# Ahoy Raiders



## Gunz (Aug 31, 2018)

Lt. Col Evans Carlson--the man who started it all-- on Guadalcanal, 2nd Marine Raider Bn. (He earned his first Navy Cross in Nicaragua.) Stock footage, no sound, but interesting nonetheless. Gung Ho


----------



## Lake Shore: 354 (Oct 11, 2018)

Im a huge fan of the Raiders of WWII; I got a book on Marine Corp history and mentions the 1st Raider battalions amphibious assault on Tulagi, and of 2nd Raider battalions incursion on the Gilbert island region. cool stuff


----------



## MikeDelta (Oct 11, 2018)

@Ocoka This might be a deployment story, but I heard he ate pickled horseshoes for breakfast.
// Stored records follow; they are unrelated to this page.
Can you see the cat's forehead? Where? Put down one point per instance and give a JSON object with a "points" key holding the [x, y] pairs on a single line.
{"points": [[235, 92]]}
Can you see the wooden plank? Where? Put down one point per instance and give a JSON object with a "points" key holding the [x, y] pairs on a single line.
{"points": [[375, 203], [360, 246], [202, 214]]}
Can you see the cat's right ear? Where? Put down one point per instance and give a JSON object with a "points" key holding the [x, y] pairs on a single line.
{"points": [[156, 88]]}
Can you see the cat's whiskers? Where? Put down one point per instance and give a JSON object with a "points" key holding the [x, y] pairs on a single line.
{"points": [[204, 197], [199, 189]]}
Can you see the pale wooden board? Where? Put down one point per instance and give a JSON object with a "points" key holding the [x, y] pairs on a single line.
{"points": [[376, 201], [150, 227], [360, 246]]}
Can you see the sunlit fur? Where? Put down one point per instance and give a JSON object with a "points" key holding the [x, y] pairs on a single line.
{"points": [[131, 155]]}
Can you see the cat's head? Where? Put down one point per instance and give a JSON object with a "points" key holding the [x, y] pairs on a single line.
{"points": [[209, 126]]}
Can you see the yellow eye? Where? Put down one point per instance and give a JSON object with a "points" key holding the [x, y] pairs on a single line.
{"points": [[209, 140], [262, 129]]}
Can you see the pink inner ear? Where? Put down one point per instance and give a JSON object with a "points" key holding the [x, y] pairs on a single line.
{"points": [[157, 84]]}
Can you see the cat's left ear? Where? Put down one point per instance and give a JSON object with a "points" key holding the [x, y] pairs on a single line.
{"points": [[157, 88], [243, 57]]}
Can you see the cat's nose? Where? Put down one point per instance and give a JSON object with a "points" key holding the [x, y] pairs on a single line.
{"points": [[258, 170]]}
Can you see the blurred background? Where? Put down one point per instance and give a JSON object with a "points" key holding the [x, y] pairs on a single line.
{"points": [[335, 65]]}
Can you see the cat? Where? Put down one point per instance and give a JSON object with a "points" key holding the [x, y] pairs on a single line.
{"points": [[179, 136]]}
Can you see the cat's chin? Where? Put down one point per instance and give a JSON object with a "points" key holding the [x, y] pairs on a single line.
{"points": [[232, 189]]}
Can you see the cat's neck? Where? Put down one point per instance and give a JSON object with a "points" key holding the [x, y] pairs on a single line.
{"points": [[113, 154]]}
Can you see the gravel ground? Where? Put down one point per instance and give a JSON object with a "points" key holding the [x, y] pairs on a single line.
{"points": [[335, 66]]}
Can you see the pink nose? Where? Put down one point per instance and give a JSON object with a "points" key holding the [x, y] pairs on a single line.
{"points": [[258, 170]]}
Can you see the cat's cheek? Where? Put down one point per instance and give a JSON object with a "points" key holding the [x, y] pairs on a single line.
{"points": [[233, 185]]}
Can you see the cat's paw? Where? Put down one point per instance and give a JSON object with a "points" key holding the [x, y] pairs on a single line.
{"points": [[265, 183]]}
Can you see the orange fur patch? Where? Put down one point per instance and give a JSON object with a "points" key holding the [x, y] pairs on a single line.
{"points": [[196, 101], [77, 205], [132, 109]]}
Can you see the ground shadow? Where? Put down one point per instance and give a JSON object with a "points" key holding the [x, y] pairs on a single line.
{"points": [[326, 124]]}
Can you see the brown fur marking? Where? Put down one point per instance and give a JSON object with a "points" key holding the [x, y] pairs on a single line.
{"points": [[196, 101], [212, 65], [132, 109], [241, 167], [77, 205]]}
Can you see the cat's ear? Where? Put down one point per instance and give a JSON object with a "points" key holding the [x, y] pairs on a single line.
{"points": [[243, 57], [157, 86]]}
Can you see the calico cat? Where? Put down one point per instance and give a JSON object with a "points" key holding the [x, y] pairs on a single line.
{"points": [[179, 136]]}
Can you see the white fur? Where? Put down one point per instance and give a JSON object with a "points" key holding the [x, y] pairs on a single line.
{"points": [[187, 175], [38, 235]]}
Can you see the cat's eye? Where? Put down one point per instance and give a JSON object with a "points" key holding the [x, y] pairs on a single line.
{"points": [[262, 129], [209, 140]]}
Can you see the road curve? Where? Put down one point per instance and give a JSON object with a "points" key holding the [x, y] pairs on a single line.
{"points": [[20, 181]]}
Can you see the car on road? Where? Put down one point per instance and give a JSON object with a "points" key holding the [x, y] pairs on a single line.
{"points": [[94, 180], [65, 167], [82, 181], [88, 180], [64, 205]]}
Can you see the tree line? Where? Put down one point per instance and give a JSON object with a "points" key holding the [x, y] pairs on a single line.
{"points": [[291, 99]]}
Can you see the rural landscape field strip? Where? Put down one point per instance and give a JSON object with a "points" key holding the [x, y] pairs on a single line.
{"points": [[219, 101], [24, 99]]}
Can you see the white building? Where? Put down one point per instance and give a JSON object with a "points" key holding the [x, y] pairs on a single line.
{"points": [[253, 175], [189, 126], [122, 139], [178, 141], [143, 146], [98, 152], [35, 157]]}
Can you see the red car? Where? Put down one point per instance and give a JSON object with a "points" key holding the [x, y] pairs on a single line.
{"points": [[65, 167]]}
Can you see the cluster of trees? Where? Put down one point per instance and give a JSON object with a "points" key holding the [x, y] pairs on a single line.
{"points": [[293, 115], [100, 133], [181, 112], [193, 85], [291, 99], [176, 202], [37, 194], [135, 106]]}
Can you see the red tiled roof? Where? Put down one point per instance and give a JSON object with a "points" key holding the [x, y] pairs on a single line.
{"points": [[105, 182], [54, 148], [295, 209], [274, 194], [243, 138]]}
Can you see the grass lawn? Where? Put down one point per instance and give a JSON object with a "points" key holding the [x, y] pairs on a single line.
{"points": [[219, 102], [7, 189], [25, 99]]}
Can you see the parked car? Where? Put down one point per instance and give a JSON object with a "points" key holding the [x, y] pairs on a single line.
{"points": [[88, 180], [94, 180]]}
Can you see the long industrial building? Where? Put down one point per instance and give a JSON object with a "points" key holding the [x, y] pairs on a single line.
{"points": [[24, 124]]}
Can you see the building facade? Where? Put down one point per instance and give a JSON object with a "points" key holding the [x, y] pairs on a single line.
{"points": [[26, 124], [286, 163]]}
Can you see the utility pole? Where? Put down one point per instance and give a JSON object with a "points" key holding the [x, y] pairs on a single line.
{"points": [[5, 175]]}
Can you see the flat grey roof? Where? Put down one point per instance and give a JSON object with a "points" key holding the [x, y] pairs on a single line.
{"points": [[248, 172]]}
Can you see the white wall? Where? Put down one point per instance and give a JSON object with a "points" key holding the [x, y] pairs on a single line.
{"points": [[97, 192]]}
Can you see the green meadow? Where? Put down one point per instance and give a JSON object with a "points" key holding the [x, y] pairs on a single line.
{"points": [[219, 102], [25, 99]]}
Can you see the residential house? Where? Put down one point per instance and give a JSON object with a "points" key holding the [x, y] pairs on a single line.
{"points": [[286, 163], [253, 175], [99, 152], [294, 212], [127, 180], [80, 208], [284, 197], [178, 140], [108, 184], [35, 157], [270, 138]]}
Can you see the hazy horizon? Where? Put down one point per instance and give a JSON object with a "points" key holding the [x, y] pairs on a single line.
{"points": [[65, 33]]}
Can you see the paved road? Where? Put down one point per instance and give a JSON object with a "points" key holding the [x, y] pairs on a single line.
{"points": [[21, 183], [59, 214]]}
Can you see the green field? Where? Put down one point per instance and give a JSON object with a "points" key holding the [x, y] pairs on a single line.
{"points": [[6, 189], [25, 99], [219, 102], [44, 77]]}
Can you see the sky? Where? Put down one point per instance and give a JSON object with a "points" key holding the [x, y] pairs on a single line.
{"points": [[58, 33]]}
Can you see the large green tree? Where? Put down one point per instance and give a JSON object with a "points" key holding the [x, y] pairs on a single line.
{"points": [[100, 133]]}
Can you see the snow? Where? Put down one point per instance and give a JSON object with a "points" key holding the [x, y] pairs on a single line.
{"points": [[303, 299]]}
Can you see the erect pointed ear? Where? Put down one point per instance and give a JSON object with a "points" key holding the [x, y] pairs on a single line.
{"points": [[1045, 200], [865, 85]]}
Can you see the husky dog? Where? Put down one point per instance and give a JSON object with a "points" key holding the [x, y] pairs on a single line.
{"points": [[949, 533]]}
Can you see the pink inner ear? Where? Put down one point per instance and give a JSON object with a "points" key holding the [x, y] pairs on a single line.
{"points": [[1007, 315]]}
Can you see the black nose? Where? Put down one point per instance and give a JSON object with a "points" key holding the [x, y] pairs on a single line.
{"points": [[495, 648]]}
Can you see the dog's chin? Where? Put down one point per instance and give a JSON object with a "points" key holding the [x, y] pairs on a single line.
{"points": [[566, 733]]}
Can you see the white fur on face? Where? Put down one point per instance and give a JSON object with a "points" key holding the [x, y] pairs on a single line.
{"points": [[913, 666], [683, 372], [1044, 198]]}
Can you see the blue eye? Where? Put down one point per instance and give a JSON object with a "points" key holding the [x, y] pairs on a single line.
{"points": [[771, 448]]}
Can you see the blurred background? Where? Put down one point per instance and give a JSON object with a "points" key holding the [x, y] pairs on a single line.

Thanks for sharing this very interesting footage.


----------



## Lake Shore: 354 (Oct 12, 2018)

Speaking of which, does M.C.S.O.C.O.M still exist or did that disband after the M.A.R.S.O.C was created in 2006?


----------



## Gunz (Oct 12, 2018)

deleted


----------



## Lake Shore: 354 (Oct 13, 2018)

So then what became of the Marine of M.C.S.O.C.O.M?


----------



## digrar (Oct 13, 2018)

> Deactivation On 7 February 2006, nearly one year to the day after Secretary Rumsfeld’s memorandum, Det One got the official word on its fate. Captain Daniel B. Sheehan III forwarded a message to the author with the comment, “There you have it. The fat lady sang.” Attached to his e-mail was the full text of Marine Corps Bulletin 5400, dated 6 February 2006. It directed the deactivation of MCSOCom Detachment no later than 1 April 2006 and laid out the subordinate tasks in detail. The manpower structure that was shuffled to create the billets for the detachment would be reshuffled to return each of the slots to the 42 commands from which they had come.



http://www.forcerecon.com/Det One Boards_Det One.pdf


----------